Dans ce quartier où le silence est d'or, cette mère de trois enfants a choisi de briser l'omerta. Pas de noms, ni de photos ni de détails qui peuvent l'identifier : tel est le prix de sa tranquillité. Cela ne l'empêche pas de vouloir dénoncer la décrépitude d'un lieu autrefois appelé "le petit paradis". Stigmatisé pour son insécurité, la Belle de Mai est d'abord victime d'une misère galopante. "Le plus difficile, c'est de constater chaque jour la précarité dans laquelle les gens vivent, s'emporte-t-elle. Je pense surtout aux plus jeunes, qui évoluent dans des conditions de pauvreté extrême et qui sont victimes de carences éducationnelles majeures." Pointant du doigt une "défaillance manifeste des institutions", elle estime qu'il est urgent de lancer un cri d'alarme.

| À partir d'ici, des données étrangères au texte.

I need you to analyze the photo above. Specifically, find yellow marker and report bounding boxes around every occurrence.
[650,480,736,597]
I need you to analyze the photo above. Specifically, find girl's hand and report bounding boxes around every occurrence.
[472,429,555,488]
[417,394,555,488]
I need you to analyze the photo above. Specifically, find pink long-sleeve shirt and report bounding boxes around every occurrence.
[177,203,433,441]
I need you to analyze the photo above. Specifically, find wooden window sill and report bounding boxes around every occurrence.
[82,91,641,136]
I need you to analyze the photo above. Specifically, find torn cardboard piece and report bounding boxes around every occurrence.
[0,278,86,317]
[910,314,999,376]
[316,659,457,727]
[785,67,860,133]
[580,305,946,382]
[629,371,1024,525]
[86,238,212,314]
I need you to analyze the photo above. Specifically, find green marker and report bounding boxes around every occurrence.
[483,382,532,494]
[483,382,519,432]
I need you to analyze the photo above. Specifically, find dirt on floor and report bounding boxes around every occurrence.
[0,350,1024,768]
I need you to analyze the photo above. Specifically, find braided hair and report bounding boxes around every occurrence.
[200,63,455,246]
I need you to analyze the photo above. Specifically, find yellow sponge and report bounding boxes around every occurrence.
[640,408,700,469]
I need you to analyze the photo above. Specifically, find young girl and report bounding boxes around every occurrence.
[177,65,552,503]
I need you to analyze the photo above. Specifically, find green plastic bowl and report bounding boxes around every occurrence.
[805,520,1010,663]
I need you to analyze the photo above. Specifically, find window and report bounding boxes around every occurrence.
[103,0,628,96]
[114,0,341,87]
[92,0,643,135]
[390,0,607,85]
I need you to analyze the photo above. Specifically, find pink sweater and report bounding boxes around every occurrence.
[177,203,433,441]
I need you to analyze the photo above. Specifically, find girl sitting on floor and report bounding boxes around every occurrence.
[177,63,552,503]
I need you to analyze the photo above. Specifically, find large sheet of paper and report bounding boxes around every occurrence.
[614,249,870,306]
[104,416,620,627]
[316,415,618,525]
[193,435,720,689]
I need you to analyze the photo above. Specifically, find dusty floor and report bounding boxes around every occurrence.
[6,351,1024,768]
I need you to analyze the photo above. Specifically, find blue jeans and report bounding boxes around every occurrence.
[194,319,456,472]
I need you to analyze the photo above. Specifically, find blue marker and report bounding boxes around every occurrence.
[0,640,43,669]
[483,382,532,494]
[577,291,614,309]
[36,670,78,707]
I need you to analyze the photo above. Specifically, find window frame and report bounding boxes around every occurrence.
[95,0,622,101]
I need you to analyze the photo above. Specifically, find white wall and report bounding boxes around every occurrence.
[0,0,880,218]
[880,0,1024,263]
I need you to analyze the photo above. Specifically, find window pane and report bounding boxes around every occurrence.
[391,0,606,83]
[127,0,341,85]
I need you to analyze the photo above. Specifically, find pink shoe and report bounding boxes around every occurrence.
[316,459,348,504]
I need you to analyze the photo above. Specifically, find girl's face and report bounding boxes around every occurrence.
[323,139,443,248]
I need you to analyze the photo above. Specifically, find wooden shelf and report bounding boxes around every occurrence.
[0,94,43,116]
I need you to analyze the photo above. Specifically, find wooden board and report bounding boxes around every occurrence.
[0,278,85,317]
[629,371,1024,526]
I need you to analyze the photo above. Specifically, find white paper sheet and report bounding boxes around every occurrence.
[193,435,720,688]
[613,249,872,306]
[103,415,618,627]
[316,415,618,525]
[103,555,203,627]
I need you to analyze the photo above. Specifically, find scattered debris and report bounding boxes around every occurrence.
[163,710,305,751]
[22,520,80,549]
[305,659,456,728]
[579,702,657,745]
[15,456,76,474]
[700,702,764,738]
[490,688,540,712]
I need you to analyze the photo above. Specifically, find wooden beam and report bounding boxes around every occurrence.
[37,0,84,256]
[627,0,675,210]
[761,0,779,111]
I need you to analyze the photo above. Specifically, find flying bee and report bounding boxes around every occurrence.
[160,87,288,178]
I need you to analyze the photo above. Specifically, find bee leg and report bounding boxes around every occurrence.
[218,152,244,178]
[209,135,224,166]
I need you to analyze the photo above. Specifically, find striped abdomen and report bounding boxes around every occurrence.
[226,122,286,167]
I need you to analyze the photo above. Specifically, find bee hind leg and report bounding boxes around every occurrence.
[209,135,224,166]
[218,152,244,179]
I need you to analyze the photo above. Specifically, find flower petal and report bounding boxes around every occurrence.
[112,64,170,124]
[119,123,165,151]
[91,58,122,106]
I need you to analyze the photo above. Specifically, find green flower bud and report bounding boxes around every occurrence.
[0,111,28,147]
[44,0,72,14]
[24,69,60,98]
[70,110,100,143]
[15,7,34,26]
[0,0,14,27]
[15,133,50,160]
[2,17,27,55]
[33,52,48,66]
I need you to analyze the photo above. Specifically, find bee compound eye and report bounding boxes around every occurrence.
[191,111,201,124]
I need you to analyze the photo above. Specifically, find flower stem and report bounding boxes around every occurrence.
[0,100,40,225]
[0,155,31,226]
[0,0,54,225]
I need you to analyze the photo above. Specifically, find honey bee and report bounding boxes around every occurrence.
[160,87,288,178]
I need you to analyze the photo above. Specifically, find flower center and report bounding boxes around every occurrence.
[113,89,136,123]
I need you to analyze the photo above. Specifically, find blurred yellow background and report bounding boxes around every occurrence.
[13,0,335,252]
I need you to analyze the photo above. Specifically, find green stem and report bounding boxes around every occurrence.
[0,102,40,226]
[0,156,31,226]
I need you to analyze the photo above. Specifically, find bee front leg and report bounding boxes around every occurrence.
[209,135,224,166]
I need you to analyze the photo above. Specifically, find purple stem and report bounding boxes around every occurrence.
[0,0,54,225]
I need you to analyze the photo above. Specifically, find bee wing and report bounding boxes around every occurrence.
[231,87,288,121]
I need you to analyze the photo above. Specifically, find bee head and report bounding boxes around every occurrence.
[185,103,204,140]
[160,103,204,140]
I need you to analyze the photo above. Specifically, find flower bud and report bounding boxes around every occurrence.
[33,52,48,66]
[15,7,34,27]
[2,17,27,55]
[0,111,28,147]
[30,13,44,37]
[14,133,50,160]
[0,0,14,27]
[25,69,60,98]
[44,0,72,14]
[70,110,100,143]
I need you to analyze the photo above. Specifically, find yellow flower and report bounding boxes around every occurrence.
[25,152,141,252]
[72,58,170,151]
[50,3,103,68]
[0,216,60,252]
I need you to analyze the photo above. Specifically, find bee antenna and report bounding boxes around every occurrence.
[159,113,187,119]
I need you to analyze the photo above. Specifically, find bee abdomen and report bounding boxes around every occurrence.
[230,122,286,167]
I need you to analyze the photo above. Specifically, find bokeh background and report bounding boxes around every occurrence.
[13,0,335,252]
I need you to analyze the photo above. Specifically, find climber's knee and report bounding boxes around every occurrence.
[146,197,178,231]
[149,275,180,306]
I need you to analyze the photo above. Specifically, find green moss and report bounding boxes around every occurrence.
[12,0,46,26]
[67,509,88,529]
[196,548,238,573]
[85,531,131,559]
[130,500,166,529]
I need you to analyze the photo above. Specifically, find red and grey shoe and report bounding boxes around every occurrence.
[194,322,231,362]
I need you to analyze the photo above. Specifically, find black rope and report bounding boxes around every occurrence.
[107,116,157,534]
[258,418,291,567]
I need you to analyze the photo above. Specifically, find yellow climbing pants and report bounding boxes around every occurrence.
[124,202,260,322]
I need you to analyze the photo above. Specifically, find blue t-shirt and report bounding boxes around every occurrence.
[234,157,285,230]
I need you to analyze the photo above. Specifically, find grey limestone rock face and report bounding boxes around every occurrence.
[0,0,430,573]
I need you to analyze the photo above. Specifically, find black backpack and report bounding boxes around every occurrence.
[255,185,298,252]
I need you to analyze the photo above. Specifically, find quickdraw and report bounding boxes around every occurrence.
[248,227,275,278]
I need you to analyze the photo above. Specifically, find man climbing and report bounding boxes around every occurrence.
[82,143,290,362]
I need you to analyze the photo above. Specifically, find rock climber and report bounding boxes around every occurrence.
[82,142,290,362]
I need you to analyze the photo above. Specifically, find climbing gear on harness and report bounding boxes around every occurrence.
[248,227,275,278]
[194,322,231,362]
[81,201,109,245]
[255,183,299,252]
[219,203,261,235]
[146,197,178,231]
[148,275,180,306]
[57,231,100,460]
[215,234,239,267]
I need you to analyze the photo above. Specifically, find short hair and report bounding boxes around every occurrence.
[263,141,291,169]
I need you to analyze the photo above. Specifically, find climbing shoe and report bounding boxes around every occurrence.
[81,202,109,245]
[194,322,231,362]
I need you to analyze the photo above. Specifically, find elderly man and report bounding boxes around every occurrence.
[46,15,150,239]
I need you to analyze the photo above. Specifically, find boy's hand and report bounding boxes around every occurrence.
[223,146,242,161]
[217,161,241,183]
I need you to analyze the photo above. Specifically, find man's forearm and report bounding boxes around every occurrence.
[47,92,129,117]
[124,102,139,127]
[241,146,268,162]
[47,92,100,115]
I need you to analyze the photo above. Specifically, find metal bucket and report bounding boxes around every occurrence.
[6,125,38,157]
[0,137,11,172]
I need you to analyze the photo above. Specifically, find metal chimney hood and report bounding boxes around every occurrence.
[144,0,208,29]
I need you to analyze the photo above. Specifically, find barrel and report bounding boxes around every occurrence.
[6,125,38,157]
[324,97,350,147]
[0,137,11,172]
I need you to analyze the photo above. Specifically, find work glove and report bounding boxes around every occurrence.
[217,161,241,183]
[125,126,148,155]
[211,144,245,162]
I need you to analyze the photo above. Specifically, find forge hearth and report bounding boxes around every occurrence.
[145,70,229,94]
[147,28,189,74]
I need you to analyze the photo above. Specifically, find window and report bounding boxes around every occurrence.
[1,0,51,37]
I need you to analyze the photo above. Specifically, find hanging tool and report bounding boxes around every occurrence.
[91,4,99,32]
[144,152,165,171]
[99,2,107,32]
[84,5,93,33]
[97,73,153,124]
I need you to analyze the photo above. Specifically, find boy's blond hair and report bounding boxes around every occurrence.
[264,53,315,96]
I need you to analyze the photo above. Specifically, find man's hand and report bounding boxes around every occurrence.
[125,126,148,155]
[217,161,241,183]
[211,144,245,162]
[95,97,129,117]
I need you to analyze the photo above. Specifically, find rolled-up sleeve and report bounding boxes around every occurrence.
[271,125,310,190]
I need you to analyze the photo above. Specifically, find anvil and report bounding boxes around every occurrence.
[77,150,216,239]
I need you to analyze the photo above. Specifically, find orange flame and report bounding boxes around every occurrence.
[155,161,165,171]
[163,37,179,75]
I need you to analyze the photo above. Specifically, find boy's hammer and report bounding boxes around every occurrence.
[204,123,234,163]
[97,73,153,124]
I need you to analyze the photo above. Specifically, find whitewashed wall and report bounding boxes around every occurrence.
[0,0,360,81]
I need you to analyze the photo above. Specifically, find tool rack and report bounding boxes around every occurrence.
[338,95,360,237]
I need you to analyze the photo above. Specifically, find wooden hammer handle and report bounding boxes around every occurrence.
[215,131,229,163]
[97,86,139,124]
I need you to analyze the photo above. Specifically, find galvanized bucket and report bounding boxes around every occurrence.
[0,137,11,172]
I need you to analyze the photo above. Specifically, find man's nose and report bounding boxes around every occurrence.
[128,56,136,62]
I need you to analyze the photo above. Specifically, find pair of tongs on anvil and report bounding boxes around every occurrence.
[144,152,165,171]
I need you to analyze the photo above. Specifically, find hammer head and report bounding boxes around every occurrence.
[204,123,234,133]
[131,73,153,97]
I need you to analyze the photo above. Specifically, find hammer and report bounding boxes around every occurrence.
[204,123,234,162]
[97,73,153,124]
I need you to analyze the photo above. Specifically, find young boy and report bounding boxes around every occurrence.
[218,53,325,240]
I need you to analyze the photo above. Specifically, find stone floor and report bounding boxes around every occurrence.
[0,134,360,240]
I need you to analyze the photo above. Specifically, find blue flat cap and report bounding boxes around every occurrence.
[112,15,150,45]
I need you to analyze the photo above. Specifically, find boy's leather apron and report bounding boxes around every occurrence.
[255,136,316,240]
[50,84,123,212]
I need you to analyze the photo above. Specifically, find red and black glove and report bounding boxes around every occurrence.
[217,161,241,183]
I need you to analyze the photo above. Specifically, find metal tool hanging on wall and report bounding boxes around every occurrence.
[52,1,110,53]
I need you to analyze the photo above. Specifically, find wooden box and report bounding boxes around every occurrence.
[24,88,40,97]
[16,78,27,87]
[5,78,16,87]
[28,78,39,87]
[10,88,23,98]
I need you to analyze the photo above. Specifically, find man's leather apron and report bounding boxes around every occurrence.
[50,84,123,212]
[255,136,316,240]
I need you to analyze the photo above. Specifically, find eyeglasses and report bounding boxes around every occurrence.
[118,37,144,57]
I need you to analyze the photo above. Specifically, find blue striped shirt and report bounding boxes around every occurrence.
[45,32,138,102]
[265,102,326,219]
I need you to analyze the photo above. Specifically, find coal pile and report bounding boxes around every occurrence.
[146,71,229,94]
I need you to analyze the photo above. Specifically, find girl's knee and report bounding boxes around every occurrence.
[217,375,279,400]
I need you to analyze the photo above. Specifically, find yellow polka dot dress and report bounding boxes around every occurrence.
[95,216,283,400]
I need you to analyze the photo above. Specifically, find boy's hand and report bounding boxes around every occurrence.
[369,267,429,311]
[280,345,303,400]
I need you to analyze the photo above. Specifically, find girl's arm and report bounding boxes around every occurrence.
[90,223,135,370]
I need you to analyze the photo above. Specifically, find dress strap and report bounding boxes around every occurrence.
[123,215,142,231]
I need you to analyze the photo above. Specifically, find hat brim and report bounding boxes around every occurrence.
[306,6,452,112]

"Il n'y a pas de projets pour eux aujourd'hui. Que leur propose-t-on ? Rien, on les condamne d'avance. On ne peut pas s'étonner par la suite que certains prennent le mauvais chemin", souligne cette médecin. À plusieurs reprises, elle explique avoir saisi les services sociaux face aux cas les plus graves. Mais parfois, devant la réticence de quelques familles, elle avoue avoir fait machine arrière. "J'ai envie de rester en vie", lâche-t-elle, avouant ressentir quotidiennement de la peur lors de ses consultations. "Vous savez, dans ce quartier, on n'est plus en République."

Des violences protéiformes

Depuis son arrivée à la Belle de Mai, Marie apprend à faire avec la violence, souvent verbale, parfois physique. "Au départ, on vous demande avec insistance des ordonnances et puis un jour cela dérape et on se retrouve face au canon d'une kalachnikov", poursuit-elle. Un épisode d'une rare violence survenu après qu'elle eut refusé de fournir des prescriptions de complaisance. "J'ai arrêté les visites à domicile pour des raisons de sécurité. L'épisode du certificat de virginité m'a convaincue", souffle-t-elle. Elle raconte s'être rendue au domicile d'une famille qui l'avait contactée au prétexte qu'une jeune fille était malade. "Sur place, j'ai compris que les personnes présentes attendaient de moi que je délivre un certificat de virginité pour la future mariée. Sans doute une façon pour eux d'assurer leur honneur", précise-t-elle.

Lorsqu'elle n'en est pas la victime, Marie est témoin de cette violence. "Il m'arrive d'être confrontée à des situations de violences intrafamiliales sordides, touchant des enfants maltraités et des femmes séquestrées", confie-t-elle. Elle révèle ainsi le cas d'épouses venues directement de pays du Maghreb, ne parlant pas le français, transformées en "esclaves" par leurs maris, qui justifient ce traitement par la religion. "La plupart d'entre elles ne se confient pas directement. Parfois, elles viennent me voir à l'insu de leurs époux. J'apprends qu'on leur a confisqué leurs passeports et que certaines sont venues en France contre leur volonté", précise-t-elle. Soulignant de nouveau la précarité du quartier, elle assure : "Une telle pauvreté est le terreau idéal à une montée de la radicalisation et des extrémismes. Je suis confrontée de plus en plus à des femmes voilées, parfois intégralement." Et d'ajouter, dans un éclat de rire : "Enfin, extrémisme, on s'entend. Sous le voile, on voit parfois des dessous en dentelle très sexy."

Face à un tel environnement, Marie ne se voit pas pour autant abdiquer. "J'aime profondément mon métier, et je me sens bien plus utile ici que dans un quartier bourgeois", explique-t-elle. Elle avoue cependant finir ses journées avec soulagement et en commencer certaines avec crainte. "On ne sait jamais ce que l'on va trouver. En venant ici, je ne pensais pas que cela serait si difficile, ni être confrontée à de pareilles souffrances. Mais on ne peut pas résumer ce quartier à sa mauvaise réputation, on garde tous l'espoir que les choses changent et que les envies prennent vie", conclut la médecin. D'ici là, au propre comme au figuré, Marie reste à la Belle de Mai pour y panser les plaies.